The first issue of Coal Cracker was published in March 2014 and, for now, the paper is on a bimonthly schedule. It is distributed in bulk through local business and a growing subscription list. The current budget – including grant funding from the New York-based Community Reporting Alliance – allows for a total of six issues, though Gromalski is optimistic that plans to include advertising in future issues will help Coal Cracker continue beyond that.
“I basically spent the last decade of my life trying to make this project happen. There were a lot of people – my family, for instance – who said ‘This is a great idea, but it’s never going to work here,’ ” Gromalski says with a laugh.
“It’s hard to explain a concept without having a concrete example to show people. Thankfully, I also had some loyal supporters who helped me through the process, and now that it’s a real, concrete thing and people can see it, the response has been ‘Oh, we love this.’ New people show up at every meeting.”
Joining the Coal Cracker staff is free and open to any interested young people in and around the Mahanoy City area, with no prior experience required. She recruited the staff via outreach to local schools, the library and through social media. Gromalski mentors her young staff alongside fellow Wilkes alumna Sandra Long ’86, with whom she also founded Heron’s Eye Communications, a publishing, marketing and project management firm.
Among Coal Cracker’s staff is 14-year-old Serena Bennett.
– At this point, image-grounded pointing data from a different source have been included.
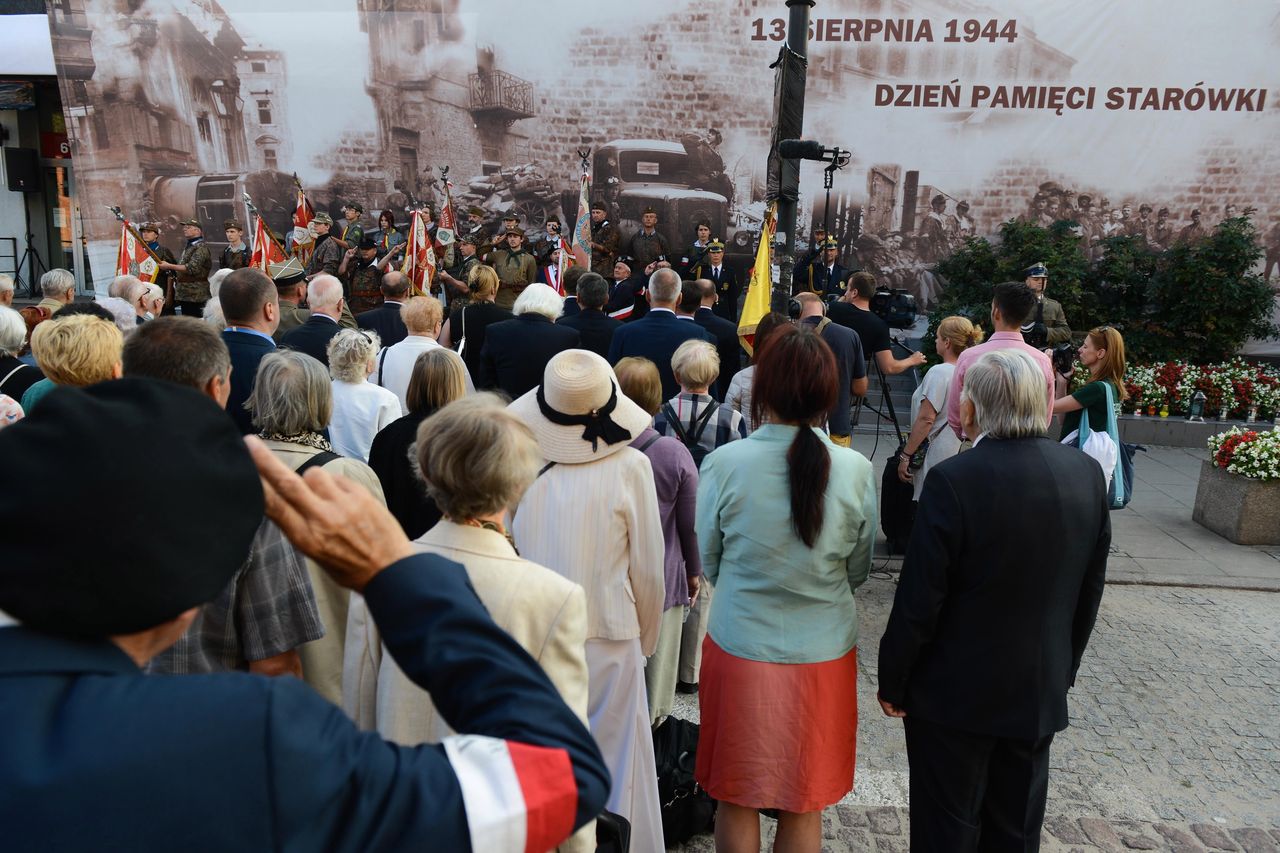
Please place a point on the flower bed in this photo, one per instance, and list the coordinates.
(1243, 388)
(1247, 452)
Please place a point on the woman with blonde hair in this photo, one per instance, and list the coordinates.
(929, 430)
(478, 460)
(1102, 355)
(676, 479)
(438, 379)
(77, 350)
(466, 327)
(360, 407)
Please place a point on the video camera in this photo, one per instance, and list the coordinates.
(896, 308)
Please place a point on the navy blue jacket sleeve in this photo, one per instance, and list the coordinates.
(336, 788)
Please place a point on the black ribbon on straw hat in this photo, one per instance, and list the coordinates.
(597, 422)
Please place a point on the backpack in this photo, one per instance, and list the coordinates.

Though she’s had more experience writing fiction, Bennett’s article about the importance of farming in the local economy, written for Coal Cracker’s first issue, was a double milestone. It was her first published piece of journalistic writing and also the paper’s first front-page story.
“I think I’ve learned more in the three meetings we’ve had here than in two weeks of school,” Bennett says.
Wilkes communication studies Professor Jane Elmes-Crahall, who taught and advised Gromalski when she was at Wilkes, recalls Gromalski reacting with similar excitement to the numerous political debates hosted on campus at the time.
“Watching people share opposing viewpoints, she loved that. Advocacy made sense to her. Where a lot of students could be apathetic, she wasn’t,” Elmes-Crahall says. “I think (the Coal Cracker) is Krista recalling what it is to be a kid with an opinion, who is otherwise not encouraged to be heard.”
Gromalski hopes this project will provide her young staff with the same skills and inspiration she received during her time at Wilkes.
“I went to Wilkes to study journalism, and studying PR communications under Jane Elmes-Crahall, I learned more about the strategic angle of messaging, communication with a purpose,” Gromalski says. “I learned that your writing can have an impact on others. It can affect their perspectives, and it can cause them to take action.”
Krista Gromalski ’91
Bachelor of Arts, communication studies, Wilkes
Master of Arts, sustainable business and communities, with a concentration in youth-led engagement journalism, Goddard College
Career: Co-founded Heron’s Eye Communications in 2006 with fellow Wilkes alumna Sandra Long ’86.
Notable: Founder of Coal Cracker, a youth-led newspaper reporting on the culture and issues of the coal region in Schuylkill County, Pa.
Favorite Wilkes memory: Rowing practice as part of the Crew Team at 5 a.m., during which she was able to take in the scenery of the Susquehanna River and Falls, Pa., gaining a new perspective on the city of Wilkes-Barre from the river banks near Market Street Bridge.